The Clean Communities Investment Accelerator: “The Clean Communities Investment Accelerator competition will provide grants to 2-7 hub nonprofits that will, in turn, deliver funding and technical assistance to build the clean financing capacity of local community lenders working in low-wealth and disadvantaged communities so that underinvested communities have the capital they need to deploy clean technology projects.” To learn more about the program and how to apply, visit Grants.gov. Application packages must be submitted on or before October 12, 2023, at 11:59 PM (Eastern Time) through Grants.gov.
DOE Energy Infrastructure Reinvestment (EIR) Program: “The EIR Program provides $250 billion for projects that retool, repower, repurpose, or replace energy infrastructure that has ceased operations or enable operating energy infrastructure to avoid, reduce, utilize, or sequester air pollutants or greenhouse gas emissions.” To learn more about the program and how to apply, visit Energy.gov. Individuals interested in applying should request a no-cost pre-application consultation with a member from DOE’s Loan Programs Office.
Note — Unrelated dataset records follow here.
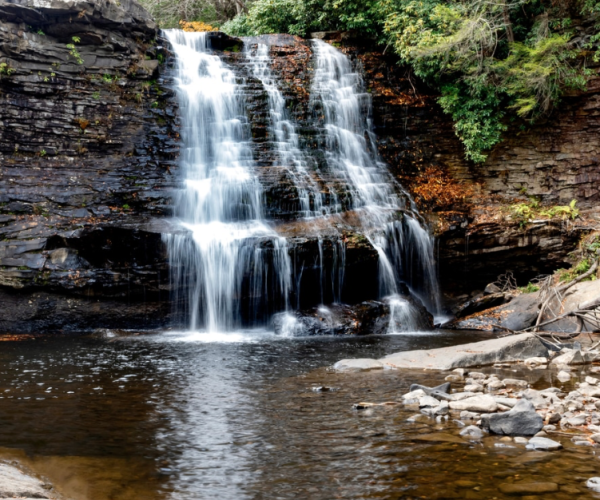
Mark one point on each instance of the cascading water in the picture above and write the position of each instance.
(404, 247)
(283, 131)
(227, 259)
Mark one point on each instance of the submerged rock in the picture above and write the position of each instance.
(521, 420)
(358, 364)
(367, 318)
(488, 352)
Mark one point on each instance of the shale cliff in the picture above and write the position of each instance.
(89, 145)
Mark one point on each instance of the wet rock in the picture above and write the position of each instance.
(521, 420)
(536, 361)
(513, 348)
(577, 421)
(484, 403)
(16, 484)
(358, 364)
(543, 444)
(443, 388)
(428, 401)
(369, 317)
(413, 397)
(571, 357)
(593, 484)
(528, 488)
(512, 382)
(472, 432)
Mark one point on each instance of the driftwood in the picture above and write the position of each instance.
(557, 292)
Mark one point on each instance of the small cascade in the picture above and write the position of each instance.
(228, 262)
(404, 247)
(283, 130)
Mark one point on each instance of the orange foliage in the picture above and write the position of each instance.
(196, 26)
(434, 188)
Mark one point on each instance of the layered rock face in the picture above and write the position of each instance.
(88, 148)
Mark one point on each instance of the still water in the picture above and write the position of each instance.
(236, 416)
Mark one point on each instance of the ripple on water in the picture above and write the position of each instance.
(165, 417)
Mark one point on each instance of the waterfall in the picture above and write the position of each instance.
(404, 247)
(226, 260)
(283, 131)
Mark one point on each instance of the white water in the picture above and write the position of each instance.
(351, 150)
(228, 251)
(283, 131)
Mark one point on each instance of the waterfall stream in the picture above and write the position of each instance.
(229, 267)
(404, 247)
(228, 252)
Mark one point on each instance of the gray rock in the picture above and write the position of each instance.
(543, 444)
(473, 388)
(520, 420)
(358, 364)
(569, 358)
(577, 421)
(472, 432)
(428, 401)
(482, 403)
(488, 352)
(513, 382)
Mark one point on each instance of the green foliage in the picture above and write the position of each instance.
(5, 69)
(73, 52)
(564, 212)
(477, 116)
(535, 75)
(299, 17)
(566, 275)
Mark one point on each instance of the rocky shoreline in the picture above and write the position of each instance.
(489, 404)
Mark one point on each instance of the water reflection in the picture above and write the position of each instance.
(168, 416)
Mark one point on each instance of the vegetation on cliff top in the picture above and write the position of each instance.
(496, 64)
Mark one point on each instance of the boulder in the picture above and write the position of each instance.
(487, 352)
(521, 420)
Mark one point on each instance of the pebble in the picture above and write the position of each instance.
(476, 404)
(472, 431)
(513, 382)
(473, 388)
(426, 401)
(577, 421)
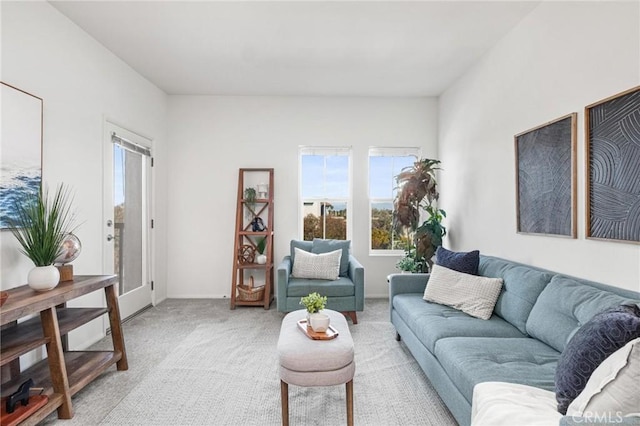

USDA Empowering Rural America (New ERA) Program: “The ERA program provides $9.7 billion for projects that help rural Americans transition to clean, affordable, and reliable energy intending to improve health outcomes and lower energy costs for people in rural communities.” To learn more about the program and how to apply, visit USDA.gov. Individuals interested in applying should submit a Letter of Interest (LOI) by September 15, 2023.
On paper, the Biden Administration’s IRA may be the most comprehensive climate legislation in history, but it also has the immense potential to be a climate destroyer. We are at a crossroads where the Administration and all other levels of government have the power to use the IRA for its stated purpose to “confront the existential threat of the climate crisis and set forth a new era of American innovation and ingenuity to lower consumer costs and drive the global clean energy economy forward.” To make the promise a reality, the Administration — including all the executive agencies, particularly Treasury, Energy, and EPA — cannot succumb to industry greenwashing lobbying.
The Biden Administration must accurately measure the lifecycle climate and health impacts of all forms of incineration and its products (including pyrolysis and gasification) and unequivocally determine that it is not a source of clean energy or a safe way to make jet fuel. It will be up to our ever-expanding movement to hold the Administration accountable to the ideal of the IRA and ensure it is not another greenwashed handout to industry — and that its tax credits and funding go to sustainable solutions that benefit the Black, brown, indigenous, and low wealth communities as it initially intended.